Simply counting the number of victories each country has had yields some pretty interesting results.
Cleary The French own this tour, both literally and figuratively. That have twice as many victories as the next most successful country in the tour’s history. However, I don’t think this is the whole picture. We must remember that the race was made up almost exclusively of French and Belgian cyclists for much of the early years of the tour. One interesting route of analysis to follow would be to weight the countries victories with the percentage of the cyclists their country represented in that year. With the limited dataset I had, I resigned myself to the showing the country with distance and time.
At first glance the chart would appear to be a mess of colour and you would be right. The distance doesn’t seem to have too much of an affect on which country won. Although, a large number of wins were had by Belgium when the tour was running at it’s longest distance, this observation is made less significant when you see that Belgium has won several other races at varying distances. Despite the mess, you can also see that the diversity of the winners increases with time as more countries begin to enter teams.
One observation that I believe to be quite significant is that while the French hold the record for the most wins overall, they have not won the tour since 1985! Below you can see the last French win denoted by a white dashed line.

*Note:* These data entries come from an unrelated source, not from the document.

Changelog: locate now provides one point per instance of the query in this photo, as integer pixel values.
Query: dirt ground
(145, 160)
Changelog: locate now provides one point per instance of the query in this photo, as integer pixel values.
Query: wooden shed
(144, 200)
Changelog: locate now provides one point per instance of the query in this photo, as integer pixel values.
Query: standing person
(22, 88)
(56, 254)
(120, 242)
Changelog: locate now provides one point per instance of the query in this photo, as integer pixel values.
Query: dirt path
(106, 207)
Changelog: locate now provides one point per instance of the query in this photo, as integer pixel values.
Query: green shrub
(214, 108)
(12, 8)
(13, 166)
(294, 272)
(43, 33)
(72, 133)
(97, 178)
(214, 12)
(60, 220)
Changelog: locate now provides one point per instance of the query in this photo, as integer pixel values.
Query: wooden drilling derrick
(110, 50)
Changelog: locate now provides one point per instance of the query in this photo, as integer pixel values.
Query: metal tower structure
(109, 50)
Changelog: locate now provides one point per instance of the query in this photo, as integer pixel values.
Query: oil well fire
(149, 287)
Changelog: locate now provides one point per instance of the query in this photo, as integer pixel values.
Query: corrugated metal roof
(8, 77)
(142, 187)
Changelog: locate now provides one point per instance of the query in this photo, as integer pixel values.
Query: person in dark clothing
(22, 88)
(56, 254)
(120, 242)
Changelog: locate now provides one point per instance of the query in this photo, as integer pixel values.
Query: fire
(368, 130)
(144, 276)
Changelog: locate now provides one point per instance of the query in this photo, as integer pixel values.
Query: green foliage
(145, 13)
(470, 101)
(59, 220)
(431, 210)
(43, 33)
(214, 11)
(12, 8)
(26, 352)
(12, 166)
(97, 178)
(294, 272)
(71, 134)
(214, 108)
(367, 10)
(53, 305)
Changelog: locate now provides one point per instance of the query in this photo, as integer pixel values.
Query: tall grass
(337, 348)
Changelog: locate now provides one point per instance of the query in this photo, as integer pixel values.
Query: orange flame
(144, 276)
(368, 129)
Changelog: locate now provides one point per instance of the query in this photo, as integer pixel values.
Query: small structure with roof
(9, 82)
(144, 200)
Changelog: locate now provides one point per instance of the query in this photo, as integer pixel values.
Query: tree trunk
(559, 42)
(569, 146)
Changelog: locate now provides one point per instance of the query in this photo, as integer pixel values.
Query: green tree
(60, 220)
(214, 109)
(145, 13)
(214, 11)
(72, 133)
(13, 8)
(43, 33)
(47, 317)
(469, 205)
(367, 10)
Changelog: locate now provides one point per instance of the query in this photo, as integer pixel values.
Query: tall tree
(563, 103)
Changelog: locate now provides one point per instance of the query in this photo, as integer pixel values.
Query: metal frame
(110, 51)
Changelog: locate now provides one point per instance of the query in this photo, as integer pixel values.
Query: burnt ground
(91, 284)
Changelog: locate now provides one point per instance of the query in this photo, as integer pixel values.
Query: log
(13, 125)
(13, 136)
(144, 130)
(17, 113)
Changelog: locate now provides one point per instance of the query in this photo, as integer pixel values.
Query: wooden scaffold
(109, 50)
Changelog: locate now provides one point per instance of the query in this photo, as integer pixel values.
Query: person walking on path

This long period without a winner has not gone unnoticed by the French. Every year their wishes of a french victory are left unanswered. For the French the tour has become a challenge to reclaim an event that has exemplified national pride for decades.
Next I wanted to compare the number of cyclists that entered each year with the number of cyclists that finished the tour over time.
In this plot the green line shows the number of cyclists starting the tour and the blue line shows the number of cyclists who completed the tour. Here we can see that that there is a very large difference for the first 30 years of the tour. This aligns quite well with the period where the tour was over 5000km. The survival rate appears to get steadily better until a sharp drop at the start of the millennia.
Lets see how the survival rate has actually changed over the years.
As you can see the tour use to have a incredible 20% survival rate. There has been a healthy increase in the number of people who completed the tour as time has gone on. In fact nearly everyone who enters now completes the tour. This is likely a result of a combination of rule changes and better educated cyclists and coaches. For example back in the day cyclists would pass around cigarettes before big climbs under the impression that it would open up their lungs. They were also only allowed to ride one bike and had to be their own mechanic. No wonder hardly any of them made it to the end!
Who has won the most?
Lets see how many times each winner has actually won.
Jacques Anquetil, Bernard Hinault, Eddy Merckx and Miguel Indurain all share the top number of wins standing at 5. This seems to be a natural maximum that any single cyclist can muster before retiring from the tour. I am confident that this number will continually be challenged by future cyclists as the training techniques and knowledge improve.
In an effort to compare these great men I have charted their wins in time against the survival rate of their respective tours. Perhaps there is something to say about the difficulty that each winner overcame.
Here we can see that Jacques Anquetil definitely overcame tours with the lowest survival rate while the rest of the 5 tour winners had relatively higher survival rates. Interestingly, the survival rates of each cyclists wins seems to to have a range of around 15%–20% difference.
Having shown you just a glance of what can be revealed with even the most limited dataset, you can begin to see what interesting insights could be found if we had a more exhaustive dataset. Most of the data that we need is out on the internet somewhere already. In fact each and every Tour De France that has ever happened has it’s own wikipedia page. Clearly, the Tour De France is a data scientists dream project as long as you can handle the large amount of data collection and preprocessing required!